On the flip side of that there are times between having equipment serviced that you bump a lens and it does mess with the calibration. Micro adjusting let's you continue to use it until its time for annual servicing or however often you have your gear serviced. 
I'd love to be able to say I take perfect care of my gear and that doesn't happen. Realistically? I shoot sports. I have taken a spike to a lens; I run from charging players with 2 cameras on me. It happens. In which h case? I am incredibly thankful for micro calibration!! I don't care if it was invented for sloppy tolerances or not! LOL!


----------



## Overread (Oct 21, 2011)

Um Derrel you're argument is totally one sided and slanted totally against Canon. You seem to be ignoring the fact that many camera companies have services setup for professionals for which they get discounted services - such as a full body+lens calibration.
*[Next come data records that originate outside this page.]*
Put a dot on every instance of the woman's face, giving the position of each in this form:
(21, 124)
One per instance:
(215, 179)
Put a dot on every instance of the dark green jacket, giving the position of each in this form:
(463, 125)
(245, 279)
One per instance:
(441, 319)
Furthermore you seem to be ignoring the fact that increasing your number of produced products increases the chances for calibration tolerance conflicts within the market - this is true for nikon, canon - heck any camera brand. 

You also appear to be putting great stock in web complaints against canon but ignoring those from nikon whilst also totally ignoring the much bigger number of people who are not complaining because their gear works. 


so since I'm not sure what your on about, save anti-canon marketing  I'll just post this from Lens Rentals 
LensRentals.com - &#8220;This Lens Is Soft&#8221; and Other Facts


----------



## dakkon76 (Oct 21, 2011)

The definition of fanboy... I'd guess.


----------



## dakkon76 (Oct 21, 2011)

Derrel said:


> When d-slr bodies were sold only at high price, to experienced shooters, AF microadjust did not exist...it was not needed



So, you're using the logic that if it didn't exist in the first rendition of DSLR, that it's useless rhetoric? If anyone knows useless rhetoric, it would be you... so I'd better take this as gospel.

... maybe you need to take your insightful quote (the one in your signature) to heart. Lighten up. Stop being so myopic and ignorant and attempt to consider that the minutia that separates these two brands does not make one far superior to the other. Compared to you, I'm a newbie. I can guarantee you it wouldn't be hard to find countless "Canon fanboys" who produce much better images than you are even capable of... I'd love to hear you try and argue yourself out of that embarrassment.


----------



## K8-90 (Oct 21, 2011)

dakkon76 said:


> Kate, go into the menu, select the second image menu and select "AF point disp." (display) enable that. What that does is when you review your shots, you can see which focus points were locked when each image was taken. Then, leave your images on your card after you transfer them to your computer. Pick an image you want to check focus on... like one where you locked focus on an eye... and then look at the same image number on your camera so you can have it highlight your focus point. The area with the red box on  your camera display should be the sharpest thing on the same image viewed on your computer. If it's soft at all, then something is off.


 


Big Mike said:


> > Slightly off topic, but how do you check the focus? I'd love to be able to do that - didn't know it was possible
> 
> 
> In this case, they are checking the focus by looking at a portrait and seeing what is in focus and what isn't.  Another way to do it, would be to print a focus test chart, or just shoot a page with lines of text on it.  You shoot the chart/page at 45 degrees.  The line that you focused on, should be the sharpest.  If it's not, then you have a front or back focus issue.
> ...



Thanks, I'm going to check this out now 

Derrel, you need to relax, lol!


----------